Predictably, the scholarship that falls under this label is replete with problems. Most self-described “historians of capitalism” know nothing of economic theory even as they try to incorporate it into their writings. Seth Rockman, from Brown University, for instance, supports his analysis of antebellum Baltimore by quoting Adam Smith’s exposition of the labor theory of value. Rockman seems to be taking a sly shot at proponents of capitalism—“even your precious Adam Smith believes labor is the source of value”—but he appears to be entirely unaware that economists abandoned the labor theory of value more than a century ago.1
These historians have also uniformly accepted that slavery and capitalism are inextricably linked. This idea has been around since at least 1944, when the Marxist historian Eric Williams published Capitalism and Slavery, arguing that British industrialization depended on the slave economy of Barbados.2 But the idea has evolved to the point that historians have established a consensus on claims that defy empirical substantiation…

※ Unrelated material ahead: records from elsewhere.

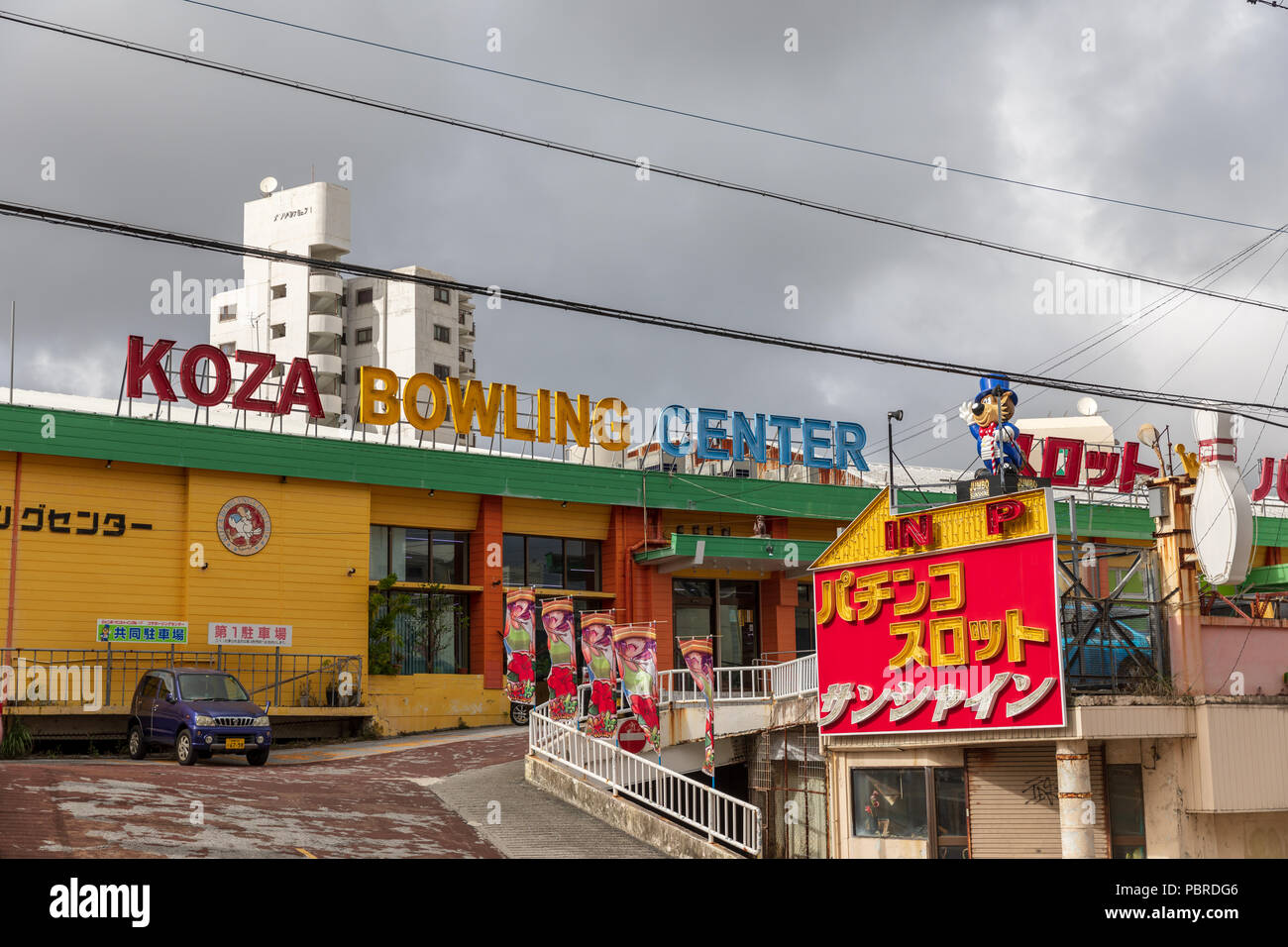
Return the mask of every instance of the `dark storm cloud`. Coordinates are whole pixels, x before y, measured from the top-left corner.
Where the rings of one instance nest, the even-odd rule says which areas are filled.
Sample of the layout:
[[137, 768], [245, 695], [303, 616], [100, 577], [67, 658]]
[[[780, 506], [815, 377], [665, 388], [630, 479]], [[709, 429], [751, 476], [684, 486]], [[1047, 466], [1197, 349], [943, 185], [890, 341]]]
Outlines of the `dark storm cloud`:
[[[229, 0], [229, 5], [238, 5]], [[281, 3], [267, 15], [674, 108], [1122, 200], [1279, 225], [1288, 129], [1288, 13], [1235, 0], [1118, 3]], [[1264, 236], [721, 128], [197, 8], [179, 0], [18, 3], [45, 19], [462, 116], [656, 164], [748, 182], [1019, 246], [1186, 280]], [[488, 53], [498, 27], [502, 50]], [[783, 50], [783, 31], [800, 52]], [[1084, 30], [1095, 52], [1083, 52]], [[0, 24], [0, 192], [9, 200], [223, 238], [241, 237], [256, 183], [335, 180], [350, 157], [353, 253], [478, 283], [822, 341], [1029, 368], [1113, 316], [1039, 316], [1056, 268], [654, 177], [194, 67]], [[44, 156], [57, 180], [40, 179]], [[1242, 157], [1247, 179], [1230, 179]], [[1279, 238], [1218, 283], [1245, 292]], [[149, 285], [236, 277], [240, 262], [40, 224], [0, 222], [0, 300], [17, 298], [19, 387], [115, 390], [124, 336], [205, 338], [204, 317], [157, 317]], [[1066, 277], [1086, 276], [1066, 272]], [[797, 286], [800, 309], [784, 311]], [[1145, 287], [1141, 301], [1160, 290]], [[1288, 260], [1256, 296], [1288, 298]], [[1195, 300], [1082, 378], [1162, 387], [1231, 305]], [[665, 334], [589, 317], [477, 308], [483, 379], [706, 403], [914, 421], [974, 390], [916, 374]], [[1244, 308], [1166, 387], [1260, 401], [1282, 314]], [[1139, 326], [1137, 326], [1139, 327]], [[1123, 340], [1136, 330], [1121, 332]], [[1068, 374], [1095, 349], [1052, 374]], [[90, 366], [81, 370], [79, 366]], [[1021, 415], [1074, 396], [1021, 390]], [[1279, 401], [1284, 398], [1280, 396]], [[1103, 405], [1122, 424], [1133, 406]], [[960, 434], [951, 412], [954, 434]], [[1182, 412], [1144, 420], [1188, 433]], [[909, 428], [912, 429], [911, 424]], [[1256, 425], [1253, 426], [1256, 429]], [[1184, 437], [1181, 439], [1185, 439]], [[1267, 434], [1261, 452], [1288, 439]], [[938, 450], [935, 450], [938, 448]], [[969, 442], [909, 443], [918, 463], [969, 460]], [[958, 464], [960, 465], [960, 464]]]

But the primary issue with the new literature is that while historians have taken “capitalism” as their primary subject of inquiry, it seems nearly impossible to identify what, exactly, capitalism is. This problem is also nothing new. In 1996, historian Gordon Wood observed that “the confusion [over the term ‘capitalism’] has gotten so great that we now have competing and contradictory studies that show that the first two centuries of early American history were either capitalist from the beginning or never capitalist at all.”5 At that time, though, economic histories were on the decline. By 2008, when the “new” history of capitalism was born, the definition problems had been long forgotten (or conveniently ignored).
Now we see historians discussing capitalism in ways that suggest that “capitalism” is defined as “everything that has or has not ever happened.” Henry Kamerling, for instance, in Capital and Convict, argues that capitalism is the reason why the United States evolved into a carceral state.6 His basic argument is that politicians and prison wardens acted in their own self-interest in expanding the prison system. Self-interest, of course, is ubiquitous in human history—it’s part of human nature, despite Marx’s theory to the contrary. Although self-interest is an important concept in understanding human action, Kamerling’s analysis could easily be transposed onto a history of the Soviet Union to argue that capitalism gave rise to the communist gulag.

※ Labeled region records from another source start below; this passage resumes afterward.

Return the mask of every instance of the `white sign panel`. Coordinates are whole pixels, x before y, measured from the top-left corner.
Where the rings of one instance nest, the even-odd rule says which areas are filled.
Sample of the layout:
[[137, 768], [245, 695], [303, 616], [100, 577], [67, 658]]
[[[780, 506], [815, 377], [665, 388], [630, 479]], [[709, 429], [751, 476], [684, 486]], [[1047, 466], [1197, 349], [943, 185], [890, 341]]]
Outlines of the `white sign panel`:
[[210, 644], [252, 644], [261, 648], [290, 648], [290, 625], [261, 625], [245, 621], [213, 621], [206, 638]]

Sven Beckert, in his highly praised Empire of Cotton, takes another expansive approach to defining capitalism. Coining the provocative term “war capitalism,” Beckert writes that “modern capitalism privileges property rights, but this earlier [capitalist] moment [of colonial expansion] was characterized just as much by massive expropriations as by secure ownership.”7 If capitalism is both the protection and violation of private property, then what is not capitalism?…
Proper study of economics, of course, makes important distinctions between various types of state interventions. The lack of intervention into the economy is generally recognized as laissez-faire capitalism. Correctly or not, historians typically attribute this economic view to Adam Smith’s Wealth of Nations, which was written in response to mercantilism—the practice of governments granting monopoly privileges to companies engaged in international exchange. Corporatism, of course, is a similar form of privilege granted domestically.

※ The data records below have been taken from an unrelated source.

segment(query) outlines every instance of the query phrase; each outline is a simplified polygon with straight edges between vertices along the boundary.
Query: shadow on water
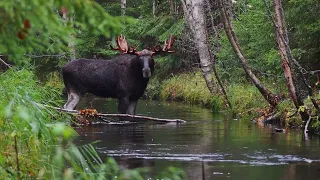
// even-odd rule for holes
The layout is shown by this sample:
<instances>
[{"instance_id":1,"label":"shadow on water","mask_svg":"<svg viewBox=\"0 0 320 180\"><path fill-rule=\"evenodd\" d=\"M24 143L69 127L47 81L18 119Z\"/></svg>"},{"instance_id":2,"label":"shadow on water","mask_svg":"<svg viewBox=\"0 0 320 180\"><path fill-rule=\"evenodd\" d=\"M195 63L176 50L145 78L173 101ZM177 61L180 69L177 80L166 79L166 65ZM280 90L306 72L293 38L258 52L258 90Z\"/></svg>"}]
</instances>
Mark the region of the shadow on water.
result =
<instances>
[{"instance_id":1,"label":"shadow on water","mask_svg":"<svg viewBox=\"0 0 320 180\"><path fill-rule=\"evenodd\" d=\"M116 113L114 100L83 98L78 108ZM94 144L126 168L183 168L189 179L320 179L320 139L300 131L274 132L228 114L181 103L141 100L138 114L187 120L184 124L93 125L77 128L77 144Z\"/></svg>"}]
</instances>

Other interventions, such as taxation and regulation, hamper private companies. In some cases, the government nationalizes an industry entirely, as is common with education systems. By controlling the money supply, governments also interfere with the credit institutions, manipulating the available supply of loanable funds.
Each of these categories of intervention has distinct and important causal implications, which is why economist—even when employing problematic methods of inquiry, such as econometrics—have long tried to find ways to isolate the many dynamic variables that affect economic development. Ideally, historians should do the same, making attempts to isolate historical particularities to study how specific variables influenced historical change. Instead, historians have more commonly begun to adopt equivocal labels designed to homogenize, rather than isolate, these particularities…
The true aim of these “scholar activists,” as many academics have begun calling themselves, is to propagate socialism by redefining capitalism to encompass every evil of human history. They typically avoid advocating any specific economic system at all. They only want people to think about “alternatives to capitalism.” But with their broad, and often contradictory, conception of capitalism, it is easy to recognize the “alternative” they have in mind.